Focus of the workshop will be on one side the advancement in the UVs technologies and on the other side the problems that go hand to hand with the fast technical development and flexibility of UVs, specifically:
- Standardization: with many different platforms and sensors, there is also a wide array of data format output, calibration procedures and uplink/downlink protocols. This makes hard to build databases or to share data within the scientific community as well as reducing the possibility to have a reliable quality check on the data themselves. Sensor Web Enablement (SWE) is a way to reach such standards across all domains.
- Regulations: with drones effectively invading spaces shared by other peoples and vehicles, there is an ever-increasing pressure for adopting regulation warranting the safety of bystanders as well as regular operations of other vehicles. In the world of the unmanned aerial vehicles, for example, there is a need to obtain a certification to be able to build, pilot and operate a drone and there are airspace limitations to follow. A similar set of guidelines for marine gliders has been collected by the GROOM project and national coordinations of glider fleets.

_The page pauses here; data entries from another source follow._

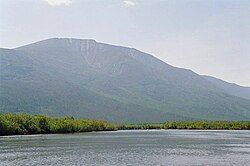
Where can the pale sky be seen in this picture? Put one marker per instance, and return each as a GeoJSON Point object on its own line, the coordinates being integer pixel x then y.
{"type": "Point", "coordinates": [210, 37]}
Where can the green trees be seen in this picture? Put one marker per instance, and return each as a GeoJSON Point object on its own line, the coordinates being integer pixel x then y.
{"type": "Point", "coordinates": [11, 124]}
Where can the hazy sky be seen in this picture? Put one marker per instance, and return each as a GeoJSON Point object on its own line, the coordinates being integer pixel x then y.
{"type": "Point", "coordinates": [210, 37]}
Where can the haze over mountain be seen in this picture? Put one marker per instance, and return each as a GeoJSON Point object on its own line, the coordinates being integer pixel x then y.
{"type": "Point", "coordinates": [84, 78]}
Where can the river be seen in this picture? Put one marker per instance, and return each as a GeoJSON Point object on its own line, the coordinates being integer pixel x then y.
{"type": "Point", "coordinates": [137, 147]}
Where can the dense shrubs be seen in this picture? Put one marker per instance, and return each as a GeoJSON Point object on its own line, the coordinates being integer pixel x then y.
{"type": "Point", "coordinates": [11, 124]}
{"type": "Point", "coordinates": [27, 124]}
{"type": "Point", "coordinates": [208, 125]}
{"type": "Point", "coordinates": [199, 125]}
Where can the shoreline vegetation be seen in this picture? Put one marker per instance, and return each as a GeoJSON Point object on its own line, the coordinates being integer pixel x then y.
{"type": "Point", "coordinates": [24, 124]}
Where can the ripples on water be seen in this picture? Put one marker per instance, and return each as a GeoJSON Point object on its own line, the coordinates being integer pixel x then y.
{"type": "Point", "coordinates": [141, 147]}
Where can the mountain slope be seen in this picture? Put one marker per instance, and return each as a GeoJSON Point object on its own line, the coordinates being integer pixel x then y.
{"type": "Point", "coordinates": [230, 88]}
{"type": "Point", "coordinates": [84, 78]}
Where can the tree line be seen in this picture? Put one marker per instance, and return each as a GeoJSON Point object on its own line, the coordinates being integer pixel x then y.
{"type": "Point", "coordinates": [19, 124]}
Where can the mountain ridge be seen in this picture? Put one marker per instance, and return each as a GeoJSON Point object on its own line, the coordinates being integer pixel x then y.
{"type": "Point", "coordinates": [89, 79]}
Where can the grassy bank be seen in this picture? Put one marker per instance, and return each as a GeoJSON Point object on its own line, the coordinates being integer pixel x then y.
{"type": "Point", "coordinates": [17, 124]}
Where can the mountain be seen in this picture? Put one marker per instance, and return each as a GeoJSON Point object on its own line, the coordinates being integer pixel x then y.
{"type": "Point", "coordinates": [87, 79]}
{"type": "Point", "coordinates": [230, 88]}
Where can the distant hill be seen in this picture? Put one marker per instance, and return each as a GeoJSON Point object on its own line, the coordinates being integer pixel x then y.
{"type": "Point", "coordinates": [84, 78]}
{"type": "Point", "coordinates": [230, 88]}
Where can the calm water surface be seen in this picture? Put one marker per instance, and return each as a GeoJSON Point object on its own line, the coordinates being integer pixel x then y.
{"type": "Point", "coordinates": [148, 147]}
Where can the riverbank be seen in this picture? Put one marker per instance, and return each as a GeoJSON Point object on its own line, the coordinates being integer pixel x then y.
{"type": "Point", "coordinates": [22, 124]}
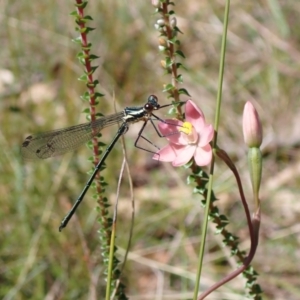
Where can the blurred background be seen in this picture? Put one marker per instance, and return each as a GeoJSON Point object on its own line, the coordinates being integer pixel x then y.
{"type": "Point", "coordinates": [39, 91]}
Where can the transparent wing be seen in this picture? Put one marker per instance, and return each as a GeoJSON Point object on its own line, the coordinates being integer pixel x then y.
{"type": "Point", "coordinates": [57, 142]}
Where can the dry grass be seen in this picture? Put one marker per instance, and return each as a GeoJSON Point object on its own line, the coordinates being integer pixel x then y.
{"type": "Point", "coordinates": [262, 65]}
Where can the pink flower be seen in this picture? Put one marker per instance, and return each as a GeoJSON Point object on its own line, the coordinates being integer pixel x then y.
{"type": "Point", "coordinates": [251, 126]}
{"type": "Point", "coordinates": [187, 139]}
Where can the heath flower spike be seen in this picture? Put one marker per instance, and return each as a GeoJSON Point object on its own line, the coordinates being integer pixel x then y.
{"type": "Point", "coordinates": [192, 140]}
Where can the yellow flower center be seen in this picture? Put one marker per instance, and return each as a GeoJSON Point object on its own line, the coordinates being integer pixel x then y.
{"type": "Point", "coordinates": [186, 128]}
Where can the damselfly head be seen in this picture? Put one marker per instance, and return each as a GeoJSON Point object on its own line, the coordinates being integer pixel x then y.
{"type": "Point", "coordinates": [152, 103]}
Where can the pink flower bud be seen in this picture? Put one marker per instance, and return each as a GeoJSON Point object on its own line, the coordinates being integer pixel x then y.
{"type": "Point", "coordinates": [251, 126]}
{"type": "Point", "coordinates": [155, 3]}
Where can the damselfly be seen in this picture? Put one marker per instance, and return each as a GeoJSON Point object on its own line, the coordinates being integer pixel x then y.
{"type": "Point", "coordinates": [56, 142]}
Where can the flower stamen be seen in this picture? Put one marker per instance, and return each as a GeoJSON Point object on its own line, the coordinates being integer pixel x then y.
{"type": "Point", "coordinates": [186, 128]}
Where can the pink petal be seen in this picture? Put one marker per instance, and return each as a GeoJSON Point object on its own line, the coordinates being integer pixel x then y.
{"type": "Point", "coordinates": [194, 115]}
{"type": "Point", "coordinates": [165, 154]}
{"type": "Point", "coordinates": [206, 135]}
{"type": "Point", "coordinates": [183, 154]}
{"type": "Point", "coordinates": [170, 130]}
{"type": "Point", "coordinates": [203, 155]}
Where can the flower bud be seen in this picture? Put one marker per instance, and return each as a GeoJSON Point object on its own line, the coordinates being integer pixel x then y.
{"type": "Point", "coordinates": [160, 22]}
{"type": "Point", "coordinates": [155, 3]}
{"type": "Point", "coordinates": [173, 22]}
{"type": "Point", "coordinates": [251, 126]}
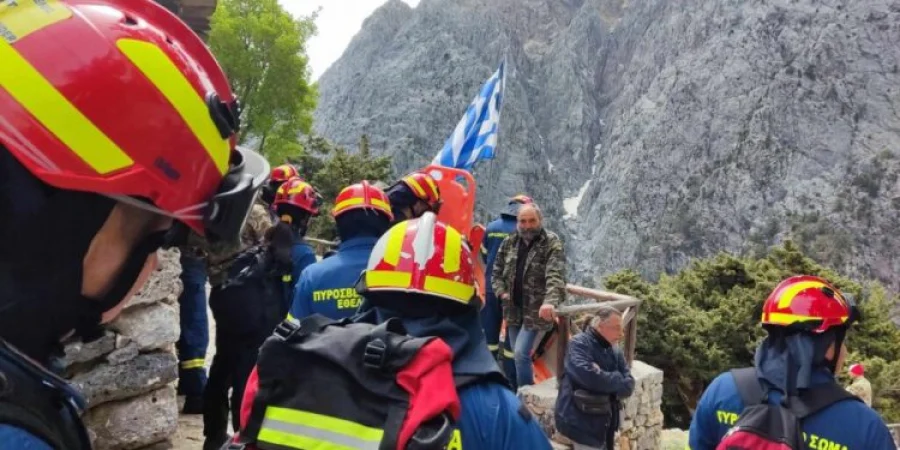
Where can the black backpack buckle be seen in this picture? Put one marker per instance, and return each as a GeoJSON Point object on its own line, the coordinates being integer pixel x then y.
{"type": "Point", "coordinates": [375, 354]}
{"type": "Point", "coordinates": [286, 329]}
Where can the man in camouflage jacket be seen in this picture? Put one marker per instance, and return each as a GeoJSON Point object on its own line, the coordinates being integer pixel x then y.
{"type": "Point", "coordinates": [220, 255]}
{"type": "Point", "coordinates": [529, 277]}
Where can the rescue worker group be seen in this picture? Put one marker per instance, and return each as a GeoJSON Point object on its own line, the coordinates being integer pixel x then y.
{"type": "Point", "coordinates": [118, 137]}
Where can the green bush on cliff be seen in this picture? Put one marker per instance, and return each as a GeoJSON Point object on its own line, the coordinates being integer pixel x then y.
{"type": "Point", "coordinates": [705, 320]}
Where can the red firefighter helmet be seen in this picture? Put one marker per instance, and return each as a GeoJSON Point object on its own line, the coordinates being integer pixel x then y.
{"type": "Point", "coordinates": [362, 195]}
{"type": "Point", "coordinates": [122, 99]}
{"type": "Point", "coordinates": [422, 256]}
{"type": "Point", "coordinates": [808, 302]}
{"type": "Point", "coordinates": [283, 173]}
{"type": "Point", "coordinates": [521, 199]}
{"type": "Point", "coordinates": [298, 193]}
{"type": "Point", "coordinates": [424, 188]}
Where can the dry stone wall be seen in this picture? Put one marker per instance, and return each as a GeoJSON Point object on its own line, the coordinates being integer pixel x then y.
{"type": "Point", "coordinates": [642, 420]}
{"type": "Point", "coordinates": [128, 376]}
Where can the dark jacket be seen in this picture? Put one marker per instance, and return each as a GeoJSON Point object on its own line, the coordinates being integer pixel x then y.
{"type": "Point", "coordinates": [543, 279]}
{"type": "Point", "coordinates": [495, 233]}
{"type": "Point", "coordinates": [328, 287]}
{"type": "Point", "coordinates": [847, 424]}
{"type": "Point", "coordinates": [612, 378]}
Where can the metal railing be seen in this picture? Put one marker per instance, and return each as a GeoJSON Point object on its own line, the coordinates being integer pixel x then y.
{"type": "Point", "coordinates": [625, 304]}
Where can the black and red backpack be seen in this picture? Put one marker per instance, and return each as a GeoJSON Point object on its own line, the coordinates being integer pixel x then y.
{"type": "Point", "coordinates": [765, 426]}
{"type": "Point", "coordinates": [338, 384]}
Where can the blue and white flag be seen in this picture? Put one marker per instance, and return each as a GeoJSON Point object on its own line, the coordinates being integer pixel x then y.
{"type": "Point", "coordinates": [475, 136]}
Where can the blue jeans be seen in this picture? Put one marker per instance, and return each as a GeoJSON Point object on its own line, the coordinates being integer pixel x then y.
{"type": "Point", "coordinates": [522, 341]}
{"type": "Point", "coordinates": [194, 337]}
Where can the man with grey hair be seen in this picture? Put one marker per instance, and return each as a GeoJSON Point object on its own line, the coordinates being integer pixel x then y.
{"type": "Point", "coordinates": [529, 278]}
{"type": "Point", "coordinates": [593, 384]}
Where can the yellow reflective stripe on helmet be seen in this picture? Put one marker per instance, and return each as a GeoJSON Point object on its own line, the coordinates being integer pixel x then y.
{"type": "Point", "coordinates": [452, 250]}
{"type": "Point", "coordinates": [387, 278]}
{"type": "Point", "coordinates": [380, 203]}
{"type": "Point", "coordinates": [23, 17]}
{"type": "Point", "coordinates": [359, 201]}
{"type": "Point", "coordinates": [416, 187]}
{"type": "Point", "coordinates": [49, 107]}
{"type": "Point", "coordinates": [297, 189]}
{"type": "Point", "coordinates": [193, 363]}
{"type": "Point", "coordinates": [394, 245]}
{"type": "Point", "coordinates": [161, 71]}
{"type": "Point", "coordinates": [348, 203]}
{"type": "Point", "coordinates": [788, 318]}
{"type": "Point", "coordinates": [306, 430]}
{"type": "Point", "coordinates": [434, 191]}
{"type": "Point", "coordinates": [787, 296]}
{"type": "Point", "coordinates": [461, 292]}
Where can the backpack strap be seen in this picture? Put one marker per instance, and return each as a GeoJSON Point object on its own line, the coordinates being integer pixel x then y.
{"type": "Point", "coordinates": [817, 398]}
{"type": "Point", "coordinates": [748, 386]}
{"type": "Point", "coordinates": [465, 380]}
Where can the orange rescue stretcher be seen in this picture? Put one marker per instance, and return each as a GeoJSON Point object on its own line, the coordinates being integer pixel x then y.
{"type": "Point", "coordinates": [458, 193]}
{"type": "Point", "coordinates": [458, 210]}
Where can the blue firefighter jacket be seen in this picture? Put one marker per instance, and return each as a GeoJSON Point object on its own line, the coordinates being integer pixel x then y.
{"type": "Point", "coordinates": [328, 286]}
{"type": "Point", "coordinates": [492, 418]}
{"type": "Point", "coordinates": [15, 438]}
{"type": "Point", "coordinates": [302, 256]}
{"type": "Point", "coordinates": [846, 425]}
{"type": "Point", "coordinates": [494, 235]}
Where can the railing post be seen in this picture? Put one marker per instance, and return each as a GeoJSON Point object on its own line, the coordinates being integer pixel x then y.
{"type": "Point", "coordinates": [632, 336]}
{"type": "Point", "coordinates": [562, 346]}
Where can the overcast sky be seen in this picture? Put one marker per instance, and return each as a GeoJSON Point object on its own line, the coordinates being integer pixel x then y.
{"type": "Point", "coordinates": [338, 22]}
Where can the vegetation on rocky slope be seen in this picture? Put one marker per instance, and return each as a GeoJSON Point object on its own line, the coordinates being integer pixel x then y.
{"type": "Point", "coordinates": [704, 320]}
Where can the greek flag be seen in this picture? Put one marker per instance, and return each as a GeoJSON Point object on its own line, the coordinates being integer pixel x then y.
{"type": "Point", "coordinates": [475, 136]}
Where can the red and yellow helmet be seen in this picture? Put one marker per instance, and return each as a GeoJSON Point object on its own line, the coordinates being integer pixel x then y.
{"type": "Point", "coordinates": [424, 187]}
{"type": "Point", "coordinates": [122, 99]}
{"type": "Point", "coordinates": [422, 256]}
{"type": "Point", "coordinates": [298, 193]}
{"type": "Point", "coordinates": [283, 173]}
{"type": "Point", "coordinates": [808, 302]}
{"type": "Point", "coordinates": [521, 199]}
{"type": "Point", "coordinates": [362, 195]}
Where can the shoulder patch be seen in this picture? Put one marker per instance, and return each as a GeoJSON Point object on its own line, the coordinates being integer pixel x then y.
{"type": "Point", "coordinates": [525, 412]}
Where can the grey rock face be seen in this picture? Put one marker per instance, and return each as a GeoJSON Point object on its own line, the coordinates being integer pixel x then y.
{"type": "Point", "coordinates": [79, 352]}
{"type": "Point", "coordinates": [130, 394]}
{"type": "Point", "coordinates": [142, 374]}
{"type": "Point", "coordinates": [152, 327]}
{"type": "Point", "coordinates": [164, 284]}
{"type": "Point", "coordinates": [134, 423]}
{"type": "Point", "coordinates": [687, 127]}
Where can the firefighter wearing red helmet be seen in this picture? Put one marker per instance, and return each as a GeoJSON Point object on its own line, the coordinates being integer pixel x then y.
{"type": "Point", "coordinates": [295, 204]}
{"type": "Point", "coordinates": [117, 129]}
{"type": "Point", "coordinates": [253, 299]}
{"type": "Point", "coordinates": [422, 273]}
{"type": "Point", "coordinates": [362, 213]}
{"type": "Point", "coordinates": [279, 175]}
{"type": "Point", "coordinates": [414, 195]}
{"type": "Point", "coordinates": [807, 320]}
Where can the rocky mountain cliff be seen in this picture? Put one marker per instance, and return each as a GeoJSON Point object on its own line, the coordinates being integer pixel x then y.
{"type": "Point", "coordinates": [652, 131]}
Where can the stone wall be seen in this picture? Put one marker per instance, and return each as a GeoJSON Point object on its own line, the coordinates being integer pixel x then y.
{"type": "Point", "coordinates": [128, 376]}
{"type": "Point", "coordinates": [642, 421]}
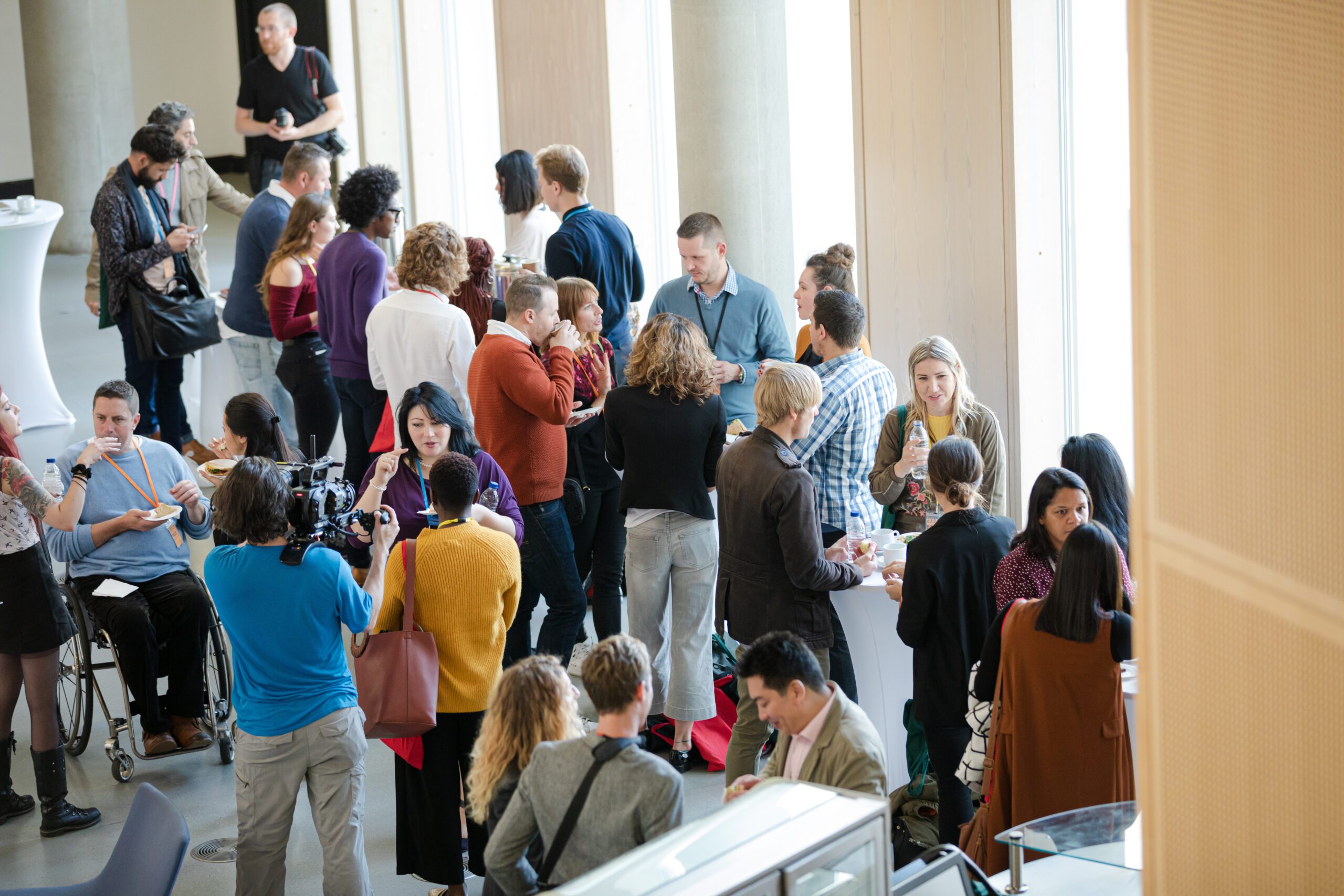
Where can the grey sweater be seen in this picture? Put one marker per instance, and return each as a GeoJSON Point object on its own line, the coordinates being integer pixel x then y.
{"type": "Point", "coordinates": [635, 798]}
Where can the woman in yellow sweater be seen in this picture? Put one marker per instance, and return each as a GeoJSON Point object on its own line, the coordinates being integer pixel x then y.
{"type": "Point", "coordinates": [467, 589]}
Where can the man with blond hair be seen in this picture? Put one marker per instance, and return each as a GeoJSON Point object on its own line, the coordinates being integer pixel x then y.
{"type": "Point", "coordinates": [593, 245]}
{"type": "Point", "coordinates": [774, 575]}
{"type": "Point", "coordinates": [628, 797]}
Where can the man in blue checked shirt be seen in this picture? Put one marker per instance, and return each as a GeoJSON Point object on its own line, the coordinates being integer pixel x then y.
{"type": "Point", "coordinates": [857, 394]}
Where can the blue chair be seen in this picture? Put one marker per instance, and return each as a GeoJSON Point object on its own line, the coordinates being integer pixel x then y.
{"type": "Point", "coordinates": [147, 858]}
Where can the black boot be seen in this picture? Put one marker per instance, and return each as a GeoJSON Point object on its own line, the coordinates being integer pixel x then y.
{"type": "Point", "coordinates": [11, 804]}
{"type": "Point", "coordinates": [57, 815]}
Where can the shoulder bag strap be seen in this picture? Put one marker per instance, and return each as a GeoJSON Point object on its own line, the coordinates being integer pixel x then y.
{"type": "Point", "coordinates": [409, 592]}
{"type": "Point", "coordinates": [606, 750]}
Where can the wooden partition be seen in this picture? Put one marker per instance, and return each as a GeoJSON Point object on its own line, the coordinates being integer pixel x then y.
{"type": "Point", "coordinates": [1238, 231]}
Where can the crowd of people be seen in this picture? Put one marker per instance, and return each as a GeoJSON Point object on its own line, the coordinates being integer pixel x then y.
{"type": "Point", "coordinates": [701, 468]}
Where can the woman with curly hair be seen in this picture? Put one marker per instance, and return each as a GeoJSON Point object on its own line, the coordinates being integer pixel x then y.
{"type": "Point", "coordinates": [351, 280]}
{"type": "Point", "coordinates": [531, 703]}
{"type": "Point", "coordinates": [417, 333]}
{"type": "Point", "coordinates": [667, 429]}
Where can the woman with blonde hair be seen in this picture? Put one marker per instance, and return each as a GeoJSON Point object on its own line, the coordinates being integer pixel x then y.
{"type": "Point", "coordinates": [666, 428]}
{"type": "Point", "coordinates": [417, 333]}
{"type": "Point", "coordinates": [600, 536]}
{"type": "Point", "coordinates": [289, 293]}
{"type": "Point", "coordinates": [533, 702]}
{"type": "Point", "coordinates": [942, 402]}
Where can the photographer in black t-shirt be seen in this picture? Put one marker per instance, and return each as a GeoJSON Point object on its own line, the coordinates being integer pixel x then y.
{"type": "Point", "coordinates": [298, 80]}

- Access to Platforms: in Europe it coexist both a network of interconnected RIs with different access to both the unmanned platforms themselves and to the capability of operating them (due to lack of certified pilots, for example). It is, therefore, a priority to be able to establish a sharing platform for transnational access like it happened in the past, for example, for manned aerial vehicles with the EUFAR facility or with the European Gliding Observatories (EGO) and schools.
These three topics detailed here affect the whole UVs community operating in the air, sea and on the ground with rovers, therefore, users from all the domains are welcome to contribute to such panels. The access to platforms, in fact, becomes extremely important in this context: some RIs may have expertise on a certain domain, but lack access to another, hindering the possibility of joint campaigns. That’s why cross-domain actions are required to achieve an holistic and integrated scientific framework encompassing the development and employment of unmanned vehicles as technical tools.
The workshop is not limited to RIs, though: companies that work on drone manufacturing and development will have a dedicated exhibition space allowing on one side to get in contact with high-profile European customers and on the other side to create a communication channel between the needs of the research world and the industrial one.
The Workshop is organized under Theme 1, Task 1.3: New common observation platform prototyping: the case of drones. The task will elaborate a best practice report for design, integration, and tests of UVs across RIs. A report on potential future application of UVs will be issued.